Ludzie mają dzieci, bo CHCĄ mieć dzieci, bo mają taką zachciankę. Nie widzę w tym nic dziwnego, że CHCĄ mieć drugie dziecko, skoro mają już jedno. A małe mieszkanie czy brak pomocy dziadków to nie tragedia.
Ludzie mają dzieci, bo CHCĄ mieć dzieci, bo mają taką zachciankę. Nie widzę w tym nic dziwnego, że CHCĄ mieć drugie dziecko, skoro mają już jedno. A małe mieszkanie czy brak pomocy dziadków to nie tragedia.
Jakby człowiek szukał tylko problemów to nikt nigdy świadomie by się nie zdecydował na dziecko. Prawie każda kobieta spodziewając się dziecka może brać pod uwagę że straci później pracę. Niestety różnie bywa. Ale to nie znaczy ze jeśli ma fach w ręku i doświadczenie to nie znajdzie nowej. Mało kto w wieku 20-30 lat ma duży dom czy mieszkanie. A jeśli już ma to z dużym kredytem. Do kolejnego większego lokum tez dochodzi się latami. I z tego też powodu nie ma co odkładać posiadania dziecka. Wielu osobom rodzice nie pomagają w ogóle - i co? - z tego powodu nie mają mieć DZIECI?
A my z mężem marzymy o drugim dziecku mimo tego iż nie mamy swojego mieszkania ,nie zarabiamy kokosów.. kiedyś każde dziecko nie miało swojego pokoju ,rodzeństwo mialo razem i bylo ok. Bardzo chcielibyśmy, tylko mi ciężko zdecydować się na 100%. Po 1.Ciężko będzie napewno na początku,po drugie ze zgledu na mieszkanie. Ale z drugiej strony dziś masz jutro możesz nie mieć czy mieszkania czy pieniędzy czy pracy. Ale myślę że jak my się teraz nie zdecydujemy to później możemy żałować..
A ja nie rozumiem tego ataku, mjot24 jasno napisała: "Nie wiem co robić i nie oczekuję,że mi na to pytanie odpowiecie...
Chciałabym tylko wiedzieć jak jest u Was?"

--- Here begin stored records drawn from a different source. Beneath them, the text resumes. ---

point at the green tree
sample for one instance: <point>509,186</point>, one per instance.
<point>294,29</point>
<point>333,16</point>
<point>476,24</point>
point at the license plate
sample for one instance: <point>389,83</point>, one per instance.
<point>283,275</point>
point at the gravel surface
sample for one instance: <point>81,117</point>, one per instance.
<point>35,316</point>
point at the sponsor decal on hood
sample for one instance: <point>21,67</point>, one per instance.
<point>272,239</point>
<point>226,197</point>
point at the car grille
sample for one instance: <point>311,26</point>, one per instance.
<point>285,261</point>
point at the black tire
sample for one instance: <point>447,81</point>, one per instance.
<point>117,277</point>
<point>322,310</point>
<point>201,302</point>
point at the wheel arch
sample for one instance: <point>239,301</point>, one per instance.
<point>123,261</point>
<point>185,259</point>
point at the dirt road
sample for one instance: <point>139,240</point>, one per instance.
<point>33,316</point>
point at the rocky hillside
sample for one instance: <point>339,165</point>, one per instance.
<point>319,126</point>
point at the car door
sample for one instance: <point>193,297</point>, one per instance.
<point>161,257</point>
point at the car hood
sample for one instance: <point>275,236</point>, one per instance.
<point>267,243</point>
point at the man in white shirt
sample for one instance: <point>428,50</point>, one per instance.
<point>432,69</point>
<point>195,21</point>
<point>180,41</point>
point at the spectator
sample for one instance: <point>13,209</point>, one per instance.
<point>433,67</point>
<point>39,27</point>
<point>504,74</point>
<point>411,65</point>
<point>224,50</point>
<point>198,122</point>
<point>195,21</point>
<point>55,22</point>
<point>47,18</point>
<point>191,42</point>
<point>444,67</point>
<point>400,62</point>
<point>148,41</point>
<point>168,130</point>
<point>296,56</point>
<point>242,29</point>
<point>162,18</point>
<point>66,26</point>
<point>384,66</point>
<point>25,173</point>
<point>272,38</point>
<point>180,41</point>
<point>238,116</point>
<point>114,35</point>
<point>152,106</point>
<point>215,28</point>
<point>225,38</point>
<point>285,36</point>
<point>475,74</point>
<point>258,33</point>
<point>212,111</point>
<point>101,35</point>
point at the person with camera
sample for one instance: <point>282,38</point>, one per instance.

no to odpowiedź na to jak to jest u innych dostała a decyzja i tak należy do niej, po co tu dorabiać ideologię. To jest chyba oczywiste ze nie jest to łatwa decyzja.
Co z tego że w momencie planowania rodziny dobrze się komuś powodzi, sytuacja materialna zawsze może się zmienić, różne wypadki losowe chodzą po ludziach, czy to znaczy że lepiej wogóle nie zakładać rodziny bo a nóż widelec w przyszłości nie będę miała na studia dla dziecka itp.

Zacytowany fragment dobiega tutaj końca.